Analysis and updates



Washington’s June 21 strikes on Iran should finally put an end to one of the more tedious debates about U.S. President Donald Trump and his foreign policy: Is he an interventionist or not? The debate has endured for the last decade, ever since Trump carved out a lane for himself in the Republican Party by denouncing the Iraq War. Nearly 10 years later, his position still sparked curiosity from across the political spectrum and fueled attacks on Democrats for not being anti-war enough. As recently as early June, you could read serious commentators circumspectly applauding Trump for renouncing nation-building during his latest trip to the Middle East. Finally, they hoped, the forever wars would end and an American administration would focus on rebuilding the region through trade and investment.
A lot has changed in a few weeks. By backing Israel’s air war on Iran, and then joining it, Trump has made clear that he is most certainly an interventionist, just not a liberal one.
Admittedly, this should have been clear already. After all, when Trump denounced the occupation of Iraq, his precise complaint was that the U.S. didn’t “take the oil.” When there was a hot debate in the first administration over whether to withdraw U.S. troops fighting the Islamic State in northern Syria, the winning argument with the president wound up being that the U.S. would keep the oil. In his first term he also increased, not reduced, the pace of American drone strikes in the Middle East, Afghanistan, and the Horn of Africa—something you would never know from discussions of his supposed restraint.
Part of the problem is that, in American foreign-policy debates, “intervention” is assumed to be “liberal” and thus closely associated with “nation-building.” As a result, there’s been a category error in looking at Trump. The president really does oppose liberal interventionism. He just prefers his interventionism self-interested and explicitly illiberal. His mercantilist view of the world holds that the U.S. should be reimbursed by allies for deploying its massive military power. His disinterest in the lives of others means he doesn’t care who dies or what kind of situation is left when the fighting stops. As many have noted, he appears genuinely afraid of nuclear war, but in all other circumstances, his calculation appears to be whether the use of force will be profitable. Sovereignty, international law, or even norms of diplomacy are all concerns he has openly dismissed throughout his many years of public life.
It’s safe to say Trump doesn’t care what foreign-policy school he fits in, or what kind of interventionist he is. He will judge the Iran strikes based on what they do for his image and his popularity. He likes to win, and if he thinks intervention produces a win, he’ll do it.
Beyond that, what specifically does Trump want out of his intervention in Iran? As with much of the president’s behavior, there are multiple contradictory but also valid interpretations available. Trump often appears driven by impulses, with interpretations coming afterward, often put forward by columnists and cabinet members trying to further shape his behavior. When U.S. Vice President J.D. Vance says the president doesn’t want regime change, and then a few hours later the president says it might not be such a bad thing, Trump isn’t necessarily chiding his second-in-command. More likely, someone else got the right talking point into the president’s head and onto the president’s Truth Social account.

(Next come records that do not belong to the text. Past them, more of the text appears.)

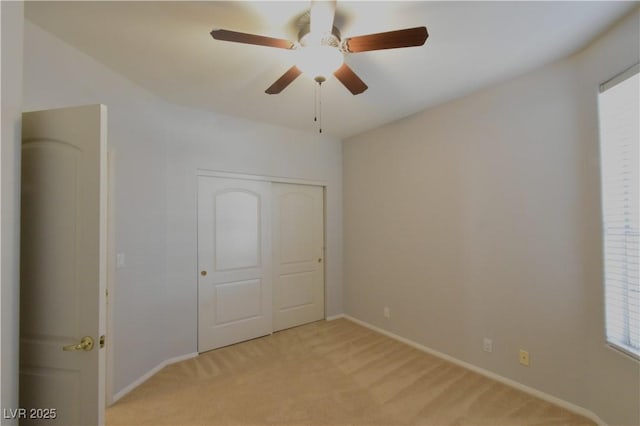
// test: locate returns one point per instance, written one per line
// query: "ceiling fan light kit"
(320, 51)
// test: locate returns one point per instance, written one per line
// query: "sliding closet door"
(298, 255)
(234, 261)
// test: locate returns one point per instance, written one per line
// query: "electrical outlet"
(487, 345)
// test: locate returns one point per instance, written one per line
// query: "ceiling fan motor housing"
(307, 39)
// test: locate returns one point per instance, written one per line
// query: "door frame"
(111, 276)
(282, 179)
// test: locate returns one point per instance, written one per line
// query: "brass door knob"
(86, 344)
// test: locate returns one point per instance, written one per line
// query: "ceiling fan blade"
(321, 15)
(389, 40)
(282, 83)
(237, 37)
(350, 79)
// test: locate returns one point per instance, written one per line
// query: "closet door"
(234, 261)
(298, 255)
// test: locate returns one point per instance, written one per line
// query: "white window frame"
(624, 337)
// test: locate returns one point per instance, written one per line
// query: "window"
(619, 110)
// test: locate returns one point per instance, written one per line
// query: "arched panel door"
(234, 260)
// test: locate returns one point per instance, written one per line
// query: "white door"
(234, 261)
(63, 266)
(298, 253)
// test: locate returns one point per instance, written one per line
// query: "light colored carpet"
(328, 373)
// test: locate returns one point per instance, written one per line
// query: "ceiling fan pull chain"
(315, 104)
(320, 104)
(319, 79)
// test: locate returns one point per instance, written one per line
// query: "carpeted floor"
(328, 373)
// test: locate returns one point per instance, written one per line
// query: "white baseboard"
(150, 373)
(334, 317)
(509, 382)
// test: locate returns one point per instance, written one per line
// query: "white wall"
(481, 217)
(12, 23)
(158, 148)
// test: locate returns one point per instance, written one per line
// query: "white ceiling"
(166, 48)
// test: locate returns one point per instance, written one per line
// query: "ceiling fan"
(320, 50)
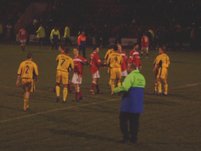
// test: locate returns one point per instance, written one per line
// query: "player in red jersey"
(124, 63)
(22, 37)
(78, 71)
(95, 63)
(145, 45)
(134, 57)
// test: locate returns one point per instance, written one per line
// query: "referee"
(131, 104)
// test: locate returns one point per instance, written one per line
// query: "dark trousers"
(129, 125)
(55, 42)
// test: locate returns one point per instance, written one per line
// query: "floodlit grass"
(168, 123)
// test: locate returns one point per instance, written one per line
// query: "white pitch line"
(187, 85)
(88, 104)
(55, 110)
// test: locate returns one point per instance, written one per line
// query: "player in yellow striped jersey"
(114, 62)
(26, 75)
(161, 65)
(64, 65)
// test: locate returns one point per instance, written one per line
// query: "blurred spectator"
(8, 31)
(55, 37)
(40, 34)
(66, 36)
(81, 41)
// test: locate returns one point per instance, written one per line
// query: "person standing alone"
(131, 104)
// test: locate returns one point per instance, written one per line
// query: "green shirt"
(134, 79)
(40, 33)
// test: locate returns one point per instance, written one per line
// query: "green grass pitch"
(169, 123)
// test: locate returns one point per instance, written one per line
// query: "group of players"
(115, 59)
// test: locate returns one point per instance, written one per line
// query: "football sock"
(97, 88)
(58, 91)
(165, 89)
(65, 94)
(26, 104)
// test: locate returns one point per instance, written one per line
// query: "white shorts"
(96, 75)
(77, 79)
(124, 73)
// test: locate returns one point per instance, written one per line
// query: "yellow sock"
(65, 94)
(57, 91)
(165, 89)
(155, 87)
(112, 86)
(119, 84)
(26, 104)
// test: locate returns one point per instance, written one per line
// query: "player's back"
(64, 62)
(109, 51)
(27, 69)
(162, 60)
(115, 60)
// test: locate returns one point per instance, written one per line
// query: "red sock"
(80, 95)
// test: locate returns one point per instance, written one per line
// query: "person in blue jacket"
(131, 104)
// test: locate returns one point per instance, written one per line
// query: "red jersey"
(81, 38)
(78, 64)
(22, 34)
(124, 61)
(134, 58)
(95, 62)
(144, 41)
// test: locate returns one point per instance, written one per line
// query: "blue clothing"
(133, 100)
(133, 97)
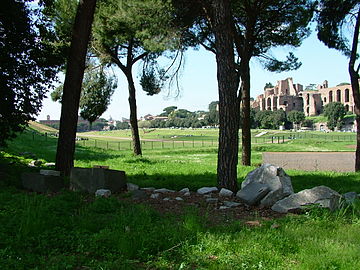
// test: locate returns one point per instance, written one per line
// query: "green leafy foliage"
(296, 117)
(27, 68)
(335, 112)
(97, 89)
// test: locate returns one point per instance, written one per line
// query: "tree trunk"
(229, 109)
(72, 85)
(354, 77)
(245, 110)
(133, 114)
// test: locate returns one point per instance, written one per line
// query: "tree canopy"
(28, 67)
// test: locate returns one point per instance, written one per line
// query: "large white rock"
(322, 196)
(275, 178)
(103, 193)
(206, 190)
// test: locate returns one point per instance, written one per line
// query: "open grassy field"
(76, 231)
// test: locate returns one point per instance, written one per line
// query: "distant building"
(289, 96)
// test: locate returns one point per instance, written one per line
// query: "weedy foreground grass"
(77, 231)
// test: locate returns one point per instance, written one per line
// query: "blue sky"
(199, 85)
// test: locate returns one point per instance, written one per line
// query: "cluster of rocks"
(270, 186)
(267, 186)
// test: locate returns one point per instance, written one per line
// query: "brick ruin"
(289, 96)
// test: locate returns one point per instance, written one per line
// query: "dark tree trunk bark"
(72, 85)
(229, 107)
(354, 77)
(133, 114)
(245, 111)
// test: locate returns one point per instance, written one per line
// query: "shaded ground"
(251, 215)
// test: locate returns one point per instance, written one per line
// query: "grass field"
(75, 231)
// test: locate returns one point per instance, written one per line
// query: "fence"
(173, 144)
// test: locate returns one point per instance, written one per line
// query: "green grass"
(76, 231)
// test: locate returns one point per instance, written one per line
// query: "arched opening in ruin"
(338, 95)
(268, 103)
(330, 96)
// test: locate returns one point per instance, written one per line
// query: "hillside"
(41, 128)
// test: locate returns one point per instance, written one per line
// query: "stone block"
(206, 190)
(92, 179)
(103, 193)
(50, 172)
(42, 183)
(253, 193)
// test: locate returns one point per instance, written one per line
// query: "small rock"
(139, 194)
(103, 193)
(350, 197)
(231, 204)
(50, 172)
(163, 190)
(50, 164)
(253, 223)
(35, 163)
(206, 190)
(252, 193)
(148, 189)
(212, 200)
(184, 190)
(155, 195)
(225, 193)
(132, 187)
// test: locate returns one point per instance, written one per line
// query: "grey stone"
(103, 193)
(212, 200)
(139, 194)
(35, 163)
(206, 190)
(155, 195)
(350, 197)
(163, 190)
(231, 204)
(148, 188)
(252, 193)
(225, 193)
(92, 179)
(50, 164)
(321, 196)
(184, 190)
(275, 178)
(42, 183)
(131, 187)
(50, 172)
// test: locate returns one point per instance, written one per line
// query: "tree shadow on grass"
(341, 182)
(174, 181)
(88, 154)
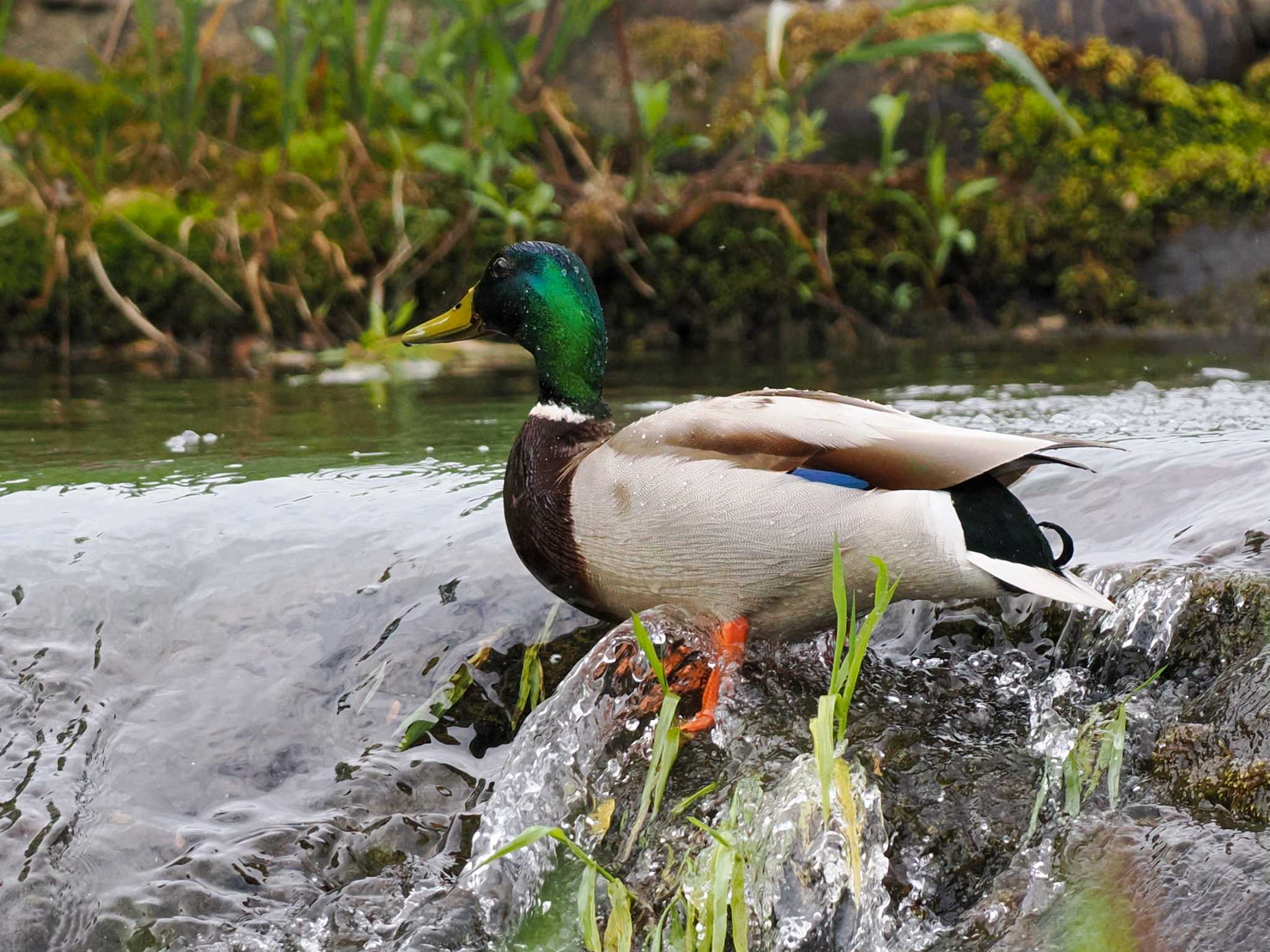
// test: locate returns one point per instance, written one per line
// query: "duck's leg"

If, despite the ceasefire he just announced, Trump eventually embraces Israel’s goal of regime change, it will be very different from Afghanistan or Iraq. There’s no sign that Israel or Trump is interested in even trying to rebuild a democratic, free Iran, much less in investing the trillions of dollars that would require. Instead, they would be content to simply impoverish Iran, cripple its economy and military, and allow a new strongman to take charge. Rather than serving as a cautionary tale, the outcome of the revolution in Syria could well be a model. After toppling dictator Bashar al-Assad, Ahmed al-Sharaa is now presiding over a fragmented state that remains vulnerable to continued Israeli airstrikes and occupation.
Iran is much larger and richer than Syria, and it hasn’t just emerged from 14 years of civil war. But Israel’s military dominance of the region is so pronounced now, and Iran’s allies so weakened, that Israel is capable of shattering the country with U.S. support and letting it decay into a failed state. That, too, would be regime change. The ensuing crisis could lead to civil war along sectarian and ethnic lines, and would push millions of Iranians to flee the country. This should terrify the United States and Western allies. The problem with thinking about foreign policy purely as something to “win” is that winning is seldom final, and a reckless victory can carry its own dangers.